Not so fast. For instance, 50 days on market could sound like a long time in a particular zip code, price range or dwelling type (single family home, condo, etc.). The same 50 days means something completely different in a different zip and price range.
For example let’s look at all single family homes in the Scottsdale zip code of 85251. The average days on market *for that zip code and all homes overall* for the six months ending 3/23/2018 was 70.
Now let’s look at how price influences that number:
- $200,000 to $300,000 DOM was 59
- $300,000 to $400,000 DOM was 68
- $400,000 to $500,000 DOM was 77
- $500,000 to $600,000 DOM was86
Are you seeing a pattern here? Yes! Price influences how long it takes a home to sell.
There are many factors other than price that influence Days On Market. Here are just a few:
- Zip Code – Location Location Location. Great neighborhood vs not as great affects Days On Market.
- Condition of the home or homes nearby – We have all seen the “ugly house next door” problem and unfortunately, it DOES impact Days on Market.
- Listing Status. A listing is in Active status when it is entered into the MLS. This is when the Days On Market counter starts. When a contract is accepted by the seller, the agent can place the house on Pending status which stops the DOM counter and Buyers Agents can no longer show it. The seller can, however, choose to keep marketing the house for backup offers in case the accepted offer “falls out”, which can happen.
To keep marketing the listing, the agent can place the house in UCB (under contract but accepting backup offers) or CBS(contingent on the buyer selling their own home) status which keeps the DOM meter running.
- Listing price is too high. Most sellers think their home is worth more than all the neighbors’ homes. It might take the seller several weeks or even months to “get real” about their home’s actual worth and what the market will bear.
Some sellers just want to “throw a hook in the water” to see if someone bites before reducing their price to attract buyers. I do NOT recommend that strategy because it signals to buyers that the home has been on the market longer and is not selling, triggering lower offers.

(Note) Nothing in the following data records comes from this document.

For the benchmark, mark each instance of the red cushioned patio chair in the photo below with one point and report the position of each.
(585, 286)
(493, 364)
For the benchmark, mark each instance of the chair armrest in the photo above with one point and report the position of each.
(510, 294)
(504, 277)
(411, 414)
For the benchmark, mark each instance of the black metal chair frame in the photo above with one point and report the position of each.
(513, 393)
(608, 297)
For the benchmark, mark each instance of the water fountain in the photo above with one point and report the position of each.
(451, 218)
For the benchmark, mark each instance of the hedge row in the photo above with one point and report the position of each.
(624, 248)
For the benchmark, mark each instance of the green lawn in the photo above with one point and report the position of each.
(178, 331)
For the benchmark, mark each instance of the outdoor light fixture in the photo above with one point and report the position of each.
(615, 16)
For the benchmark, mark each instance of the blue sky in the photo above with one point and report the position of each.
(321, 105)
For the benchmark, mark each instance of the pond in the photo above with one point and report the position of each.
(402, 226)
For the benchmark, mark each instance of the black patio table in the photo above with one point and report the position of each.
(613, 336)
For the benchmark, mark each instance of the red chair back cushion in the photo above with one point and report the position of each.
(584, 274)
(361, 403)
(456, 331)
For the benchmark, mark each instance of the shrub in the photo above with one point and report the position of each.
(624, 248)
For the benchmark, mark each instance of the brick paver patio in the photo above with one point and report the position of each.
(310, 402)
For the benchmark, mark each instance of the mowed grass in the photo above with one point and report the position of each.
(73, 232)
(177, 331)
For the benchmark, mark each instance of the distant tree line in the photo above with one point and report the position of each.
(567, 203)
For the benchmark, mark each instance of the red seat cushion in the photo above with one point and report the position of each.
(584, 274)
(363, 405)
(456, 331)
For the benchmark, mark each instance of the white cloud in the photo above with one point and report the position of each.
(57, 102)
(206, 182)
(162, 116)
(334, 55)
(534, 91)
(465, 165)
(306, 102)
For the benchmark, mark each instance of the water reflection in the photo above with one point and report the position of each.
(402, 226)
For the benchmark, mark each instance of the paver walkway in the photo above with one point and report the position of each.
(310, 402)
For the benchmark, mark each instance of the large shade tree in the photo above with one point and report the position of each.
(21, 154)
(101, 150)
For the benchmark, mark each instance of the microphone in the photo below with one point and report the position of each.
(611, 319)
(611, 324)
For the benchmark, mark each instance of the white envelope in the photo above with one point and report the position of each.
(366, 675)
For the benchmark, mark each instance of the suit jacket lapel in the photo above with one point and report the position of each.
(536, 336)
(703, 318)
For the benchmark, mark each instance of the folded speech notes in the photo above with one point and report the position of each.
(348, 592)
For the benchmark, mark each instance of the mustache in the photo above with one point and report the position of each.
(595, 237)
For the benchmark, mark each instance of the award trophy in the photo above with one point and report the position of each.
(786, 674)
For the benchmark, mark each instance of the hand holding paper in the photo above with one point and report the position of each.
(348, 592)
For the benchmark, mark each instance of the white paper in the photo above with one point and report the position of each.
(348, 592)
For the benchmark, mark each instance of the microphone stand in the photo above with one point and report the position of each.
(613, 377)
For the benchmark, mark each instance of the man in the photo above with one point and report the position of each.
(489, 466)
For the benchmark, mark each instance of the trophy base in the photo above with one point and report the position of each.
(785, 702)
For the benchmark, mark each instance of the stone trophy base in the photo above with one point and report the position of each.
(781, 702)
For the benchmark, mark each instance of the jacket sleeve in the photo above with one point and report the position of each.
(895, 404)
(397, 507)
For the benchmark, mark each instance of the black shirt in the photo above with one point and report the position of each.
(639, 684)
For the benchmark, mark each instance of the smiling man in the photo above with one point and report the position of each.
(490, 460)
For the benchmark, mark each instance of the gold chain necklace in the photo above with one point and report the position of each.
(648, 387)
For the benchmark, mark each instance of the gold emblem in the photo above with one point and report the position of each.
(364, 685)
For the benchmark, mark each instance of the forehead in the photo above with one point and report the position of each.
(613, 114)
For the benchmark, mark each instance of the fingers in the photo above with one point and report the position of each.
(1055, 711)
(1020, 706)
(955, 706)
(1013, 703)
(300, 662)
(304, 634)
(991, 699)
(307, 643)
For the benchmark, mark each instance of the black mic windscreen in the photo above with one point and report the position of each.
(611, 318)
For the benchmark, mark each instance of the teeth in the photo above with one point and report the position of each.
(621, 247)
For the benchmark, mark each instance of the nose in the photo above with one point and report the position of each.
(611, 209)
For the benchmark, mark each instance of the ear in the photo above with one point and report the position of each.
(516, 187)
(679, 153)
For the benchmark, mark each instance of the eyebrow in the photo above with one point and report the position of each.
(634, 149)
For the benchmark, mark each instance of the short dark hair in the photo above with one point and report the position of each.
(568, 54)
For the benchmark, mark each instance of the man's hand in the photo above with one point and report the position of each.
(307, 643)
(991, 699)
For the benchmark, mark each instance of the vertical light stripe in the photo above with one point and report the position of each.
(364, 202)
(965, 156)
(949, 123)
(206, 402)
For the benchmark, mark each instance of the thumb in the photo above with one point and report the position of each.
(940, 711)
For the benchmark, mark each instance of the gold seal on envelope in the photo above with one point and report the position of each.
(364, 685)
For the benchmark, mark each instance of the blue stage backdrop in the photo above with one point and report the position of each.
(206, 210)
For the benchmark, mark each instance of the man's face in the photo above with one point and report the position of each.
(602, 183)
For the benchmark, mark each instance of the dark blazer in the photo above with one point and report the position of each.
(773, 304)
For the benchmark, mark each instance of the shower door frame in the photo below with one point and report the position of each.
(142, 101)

- Poor Marketing. This is my favorite. Many agents have no marketing plan other than to put the house on the MLS with a few poor quality photos and hope a buyer stumbles onto it. Yes, this happens all too often. Just look at any search site to see the haphazard way most listings are put together.Hire a Realtor who can represent your home to Buyers in a way that will get it sold quickly and for the right price. Be SURE to ask for their Digital Marketing Plan since they have to market where the buyers are, which is ONLINE!
I hope you can see by now that the “Days On Market” number is really not very significant except to see very general trends in a market.
Use it to see if homes (in general) are selling faster this year than last year in your city or state but not to see how long it will take to sell YOUR house. For that, you will need a Realtor who knows how to obtain and interpret the data in your neighborhood and give you a fair assessment of value and selling time.